Durante a “antropausa” (período em que a atividade humana caiu drasticamente devido à pandemia, que durou entre um ano e meio a dois anos em Los Angeles), “os restaurantes estavam fechados e as pessoas estavam ausentes, de modo que as aves que dependiam da comida da cidade não podiam comer tão bem ou tão bem como aquelas que exploravam melhor as sementes”, observa Diamant. “Assim, as aves com bico que vivem em ambientes urbanos provavelmente não estavam em boas condições para procriar e criar filhotes com sucesso”, continua ele. Por outro lado, as aves com bicos longos e finos “eram melhores no uso de sementes e insetos e, portanto, reproduziam-se com mais eficiência”. Após a antropopausa, a pressão seletiva mudou novamente.

Uma cópia está no campus da UCLA.

Alex Fu

Para Ye, o mais surpreendente foi a rapidez com que os juncos mudaram – em apenas duas gerações de aves nascidas em 2021 e 2022 – e quão dramáticas foram as mudanças na sua morfologia. “É provável que possamos chamar isso de evolução”, argumenta ele. “Não podemos descartar a possibilidade de que a plasticidade, como os pássaros batendo menos o bico no concreto durante a pandemia devido à falta de comida humana nessas áreas do campus, ou outros efeitos não evolutivos possam ter desempenhado um papel. No entanto, o padrão que vemos parece mostrar diferenças na condição física dos pais e não no ambiente em que os filhotes são criados”, acrescenta.

menos tímido

Os pesquisadores também registraram mudanças no comportamento dos juncos. Por exemplo, após a antropopausa, a resposta ao medo em relação às pessoas diminuiu mesmo nas mesmas pessoas. Eles também se tornaram menos agressivos durante o intervalo. Sim, não ficaria surpreendido se outras espécies animais, incluindo mamíferos, sofressem alterações semelhantes antes e depois da pandemia. “Não sabemos, mas penso que este estudo mostra o quão ligados estamos aos nossos vizinhos não humanos e como, em alguns casos, eles podem responder rapidamente ao nosso comportamento coletivo”, conclui.

“O estudo demonstra o quão interligados estamos com os nossos vizinhos não humanos e a rapidez com que eles respondem ao nosso comportamento coletivo.”

Pamela Sim

Universidade da Califórnia em Los Angeles (UCLA)

Podemos falar sobre evolução de um lado para outro? Mudanças que ocorrem e depois são rejeitadas porque não são mais benéficas? “Sim, é provável que isso tenha acontecido”, afirma o pesquisador. “Parece que o que era rentável mudou rapidamente.

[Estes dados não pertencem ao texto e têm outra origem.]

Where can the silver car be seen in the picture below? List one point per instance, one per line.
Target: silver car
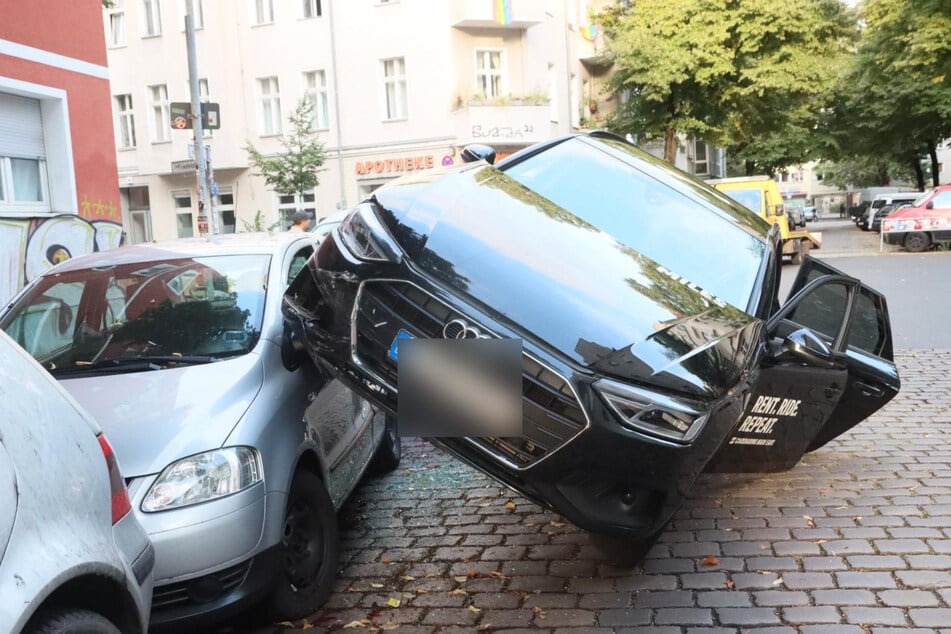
(73, 558)
(239, 450)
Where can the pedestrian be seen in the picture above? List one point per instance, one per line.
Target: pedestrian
(301, 221)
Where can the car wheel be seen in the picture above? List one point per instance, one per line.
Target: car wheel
(917, 242)
(308, 550)
(390, 451)
(64, 621)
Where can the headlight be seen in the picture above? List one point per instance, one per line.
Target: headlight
(669, 417)
(365, 236)
(206, 476)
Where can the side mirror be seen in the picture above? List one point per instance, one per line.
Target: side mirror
(803, 345)
(478, 152)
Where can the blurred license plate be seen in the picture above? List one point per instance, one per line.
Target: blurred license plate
(395, 348)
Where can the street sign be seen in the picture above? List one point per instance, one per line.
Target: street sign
(181, 115)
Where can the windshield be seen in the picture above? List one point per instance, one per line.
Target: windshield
(186, 310)
(650, 216)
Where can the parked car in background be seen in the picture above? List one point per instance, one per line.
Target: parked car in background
(866, 220)
(645, 303)
(924, 223)
(73, 558)
(238, 453)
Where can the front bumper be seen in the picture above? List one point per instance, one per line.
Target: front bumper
(574, 456)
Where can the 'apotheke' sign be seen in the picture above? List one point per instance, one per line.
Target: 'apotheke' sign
(405, 164)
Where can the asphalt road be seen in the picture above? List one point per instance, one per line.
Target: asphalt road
(916, 286)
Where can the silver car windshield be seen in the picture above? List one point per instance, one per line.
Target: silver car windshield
(164, 312)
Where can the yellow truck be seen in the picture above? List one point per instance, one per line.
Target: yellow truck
(761, 194)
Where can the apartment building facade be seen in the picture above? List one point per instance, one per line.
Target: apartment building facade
(399, 87)
(58, 195)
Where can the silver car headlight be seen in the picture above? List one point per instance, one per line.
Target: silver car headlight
(365, 236)
(668, 417)
(203, 477)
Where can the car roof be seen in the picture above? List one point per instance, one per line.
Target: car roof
(227, 244)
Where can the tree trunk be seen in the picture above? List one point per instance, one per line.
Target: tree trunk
(670, 145)
(919, 175)
(933, 152)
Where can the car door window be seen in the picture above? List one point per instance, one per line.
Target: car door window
(298, 260)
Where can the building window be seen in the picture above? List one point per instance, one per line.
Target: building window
(226, 215)
(310, 8)
(489, 73)
(116, 25)
(184, 218)
(161, 118)
(271, 119)
(287, 204)
(263, 11)
(125, 120)
(394, 84)
(315, 92)
(152, 14)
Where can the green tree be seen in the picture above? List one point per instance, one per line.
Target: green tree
(293, 171)
(735, 73)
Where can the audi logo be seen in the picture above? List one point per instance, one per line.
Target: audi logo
(459, 329)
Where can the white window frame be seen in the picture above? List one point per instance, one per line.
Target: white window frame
(198, 7)
(125, 120)
(182, 211)
(161, 114)
(116, 15)
(316, 93)
(396, 82)
(262, 12)
(484, 74)
(269, 99)
(151, 14)
(312, 7)
(60, 177)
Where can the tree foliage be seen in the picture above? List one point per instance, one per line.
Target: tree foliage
(745, 74)
(895, 102)
(293, 171)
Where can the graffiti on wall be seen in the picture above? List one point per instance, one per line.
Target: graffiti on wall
(31, 246)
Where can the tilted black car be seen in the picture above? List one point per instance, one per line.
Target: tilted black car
(654, 345)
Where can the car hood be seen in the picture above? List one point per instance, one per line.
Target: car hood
(154, 418)
(540, 269)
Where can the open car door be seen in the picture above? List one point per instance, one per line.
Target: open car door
(828, 366)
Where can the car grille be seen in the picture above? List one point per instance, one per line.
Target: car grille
(551, 412)
(202, 589)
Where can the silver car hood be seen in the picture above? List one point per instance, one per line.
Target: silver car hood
(154, 418)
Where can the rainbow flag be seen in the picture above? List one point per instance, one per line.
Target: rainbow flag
(503, 11)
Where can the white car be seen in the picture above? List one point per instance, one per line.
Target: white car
(73, 558)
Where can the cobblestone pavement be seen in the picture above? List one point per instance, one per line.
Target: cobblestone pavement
(856, 538)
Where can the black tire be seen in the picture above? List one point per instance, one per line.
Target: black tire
(70, 621)
(388, 454)
(917, 242)
(308, 550)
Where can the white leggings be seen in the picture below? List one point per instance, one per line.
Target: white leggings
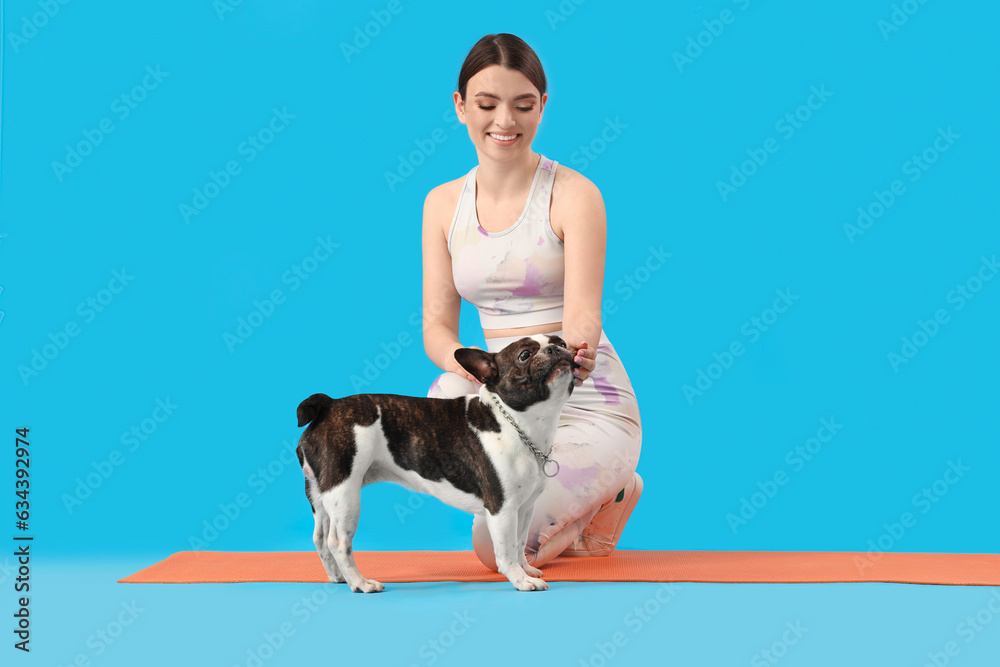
(597, 442)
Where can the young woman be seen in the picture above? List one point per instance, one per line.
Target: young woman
(524, 242)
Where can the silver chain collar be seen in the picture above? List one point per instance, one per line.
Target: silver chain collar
(544, 457)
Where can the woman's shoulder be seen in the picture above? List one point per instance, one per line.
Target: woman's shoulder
(575, 199)
(569, 181)
(440, 203)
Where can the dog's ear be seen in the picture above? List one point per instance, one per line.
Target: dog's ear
(481, 364)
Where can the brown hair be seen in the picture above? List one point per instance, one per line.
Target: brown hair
(503, 49)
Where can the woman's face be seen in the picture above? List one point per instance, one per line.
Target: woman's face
(500, 103)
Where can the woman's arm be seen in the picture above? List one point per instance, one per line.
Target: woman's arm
(579, 213)
(441, 301)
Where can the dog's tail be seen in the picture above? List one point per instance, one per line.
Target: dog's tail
(313, 408)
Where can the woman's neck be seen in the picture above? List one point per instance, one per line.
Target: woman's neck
(499, 181)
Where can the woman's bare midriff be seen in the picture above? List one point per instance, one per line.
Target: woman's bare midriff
(523, 331)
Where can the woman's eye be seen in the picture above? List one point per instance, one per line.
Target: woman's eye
(494, 107)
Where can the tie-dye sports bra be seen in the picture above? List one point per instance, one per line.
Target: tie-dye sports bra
(515, 276)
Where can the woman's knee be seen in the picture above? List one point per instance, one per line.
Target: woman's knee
(451, 385)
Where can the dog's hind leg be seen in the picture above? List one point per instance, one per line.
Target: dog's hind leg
(343, 505)
(523, 523)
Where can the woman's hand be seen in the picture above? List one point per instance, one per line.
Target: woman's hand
(586, 357)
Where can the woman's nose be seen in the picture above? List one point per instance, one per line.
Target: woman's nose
(505, 118)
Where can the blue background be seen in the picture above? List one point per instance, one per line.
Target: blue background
(359, 115)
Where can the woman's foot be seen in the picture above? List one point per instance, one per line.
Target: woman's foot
(600, 537)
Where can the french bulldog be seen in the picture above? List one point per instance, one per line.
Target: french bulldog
(484, 453)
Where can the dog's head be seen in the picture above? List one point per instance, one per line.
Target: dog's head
(529, 371)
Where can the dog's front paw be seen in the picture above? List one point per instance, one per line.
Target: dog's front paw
(531, 584)
(369, 586)
(531, 571)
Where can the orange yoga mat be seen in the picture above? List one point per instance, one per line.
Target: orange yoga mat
(190, 567)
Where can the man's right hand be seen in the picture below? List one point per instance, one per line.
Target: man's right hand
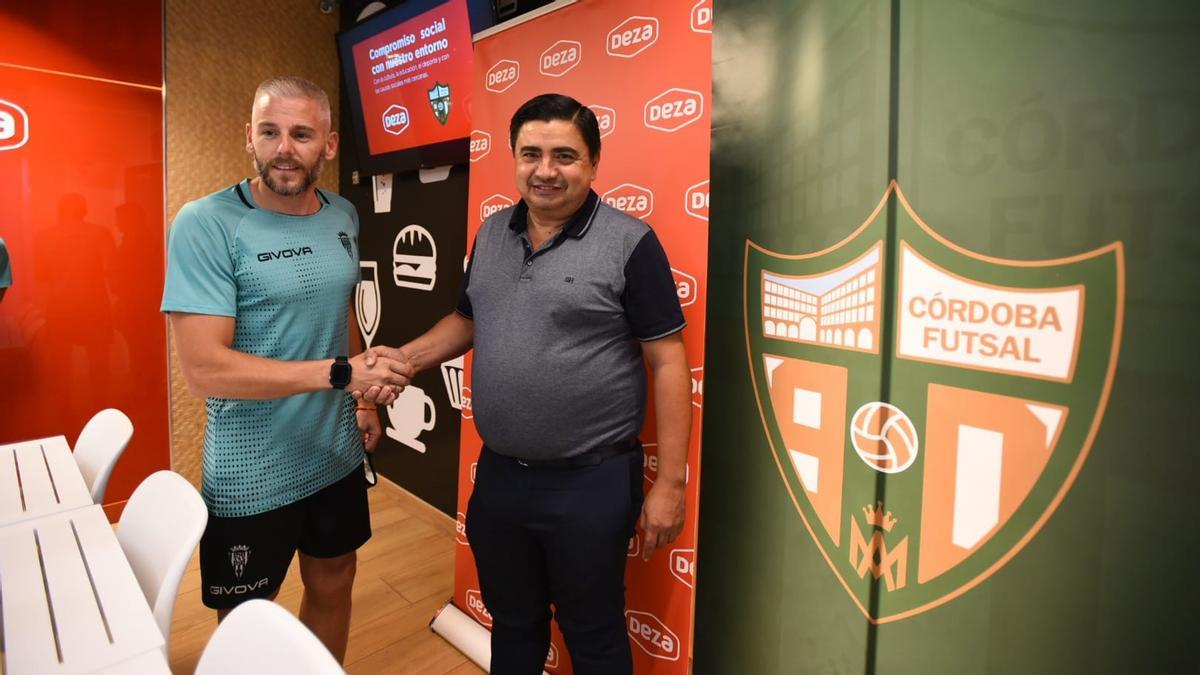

As aves nascidas pouco depois da pandemia eram predominantemente urbanas. “Isto porque é provável que estas características tenham mais sucesso em ambientes urbanos típicos do que em ambientes sem atividade humana”, diz ele.

Conceder casamento

Esta não é a primeira vez que os cientistas veem a evolução em ação. O casal de biólogos Rosemary e Peter Grant demonstrou que uma nova espécie pode surgir dentro de duas gerações. “Grants e a sua equipa descobriram uma rápida evolução progressiva nas Ilhas Galápagos há várias décadas, quando uma seca severa e depois fortes chuvas seleccionavam picos maiores e depois picos mais pequenos”, lembra o cientista.

Diamant acredita que o “pai” da evolução “ficaria surpreso e encantado” se visse esses pássaros urbanos de Los Angeles: “Darwin via a evolução como um processo lento e em grande parte gradual. Na verdade, toda a diversidade que vemos no mundo demorou muito para evoluir, observa ele. Ter exemplos que nos mostram como a evolução funciona e que podemos ver em tempo real pode ajudar as pessoas a compreender o processo.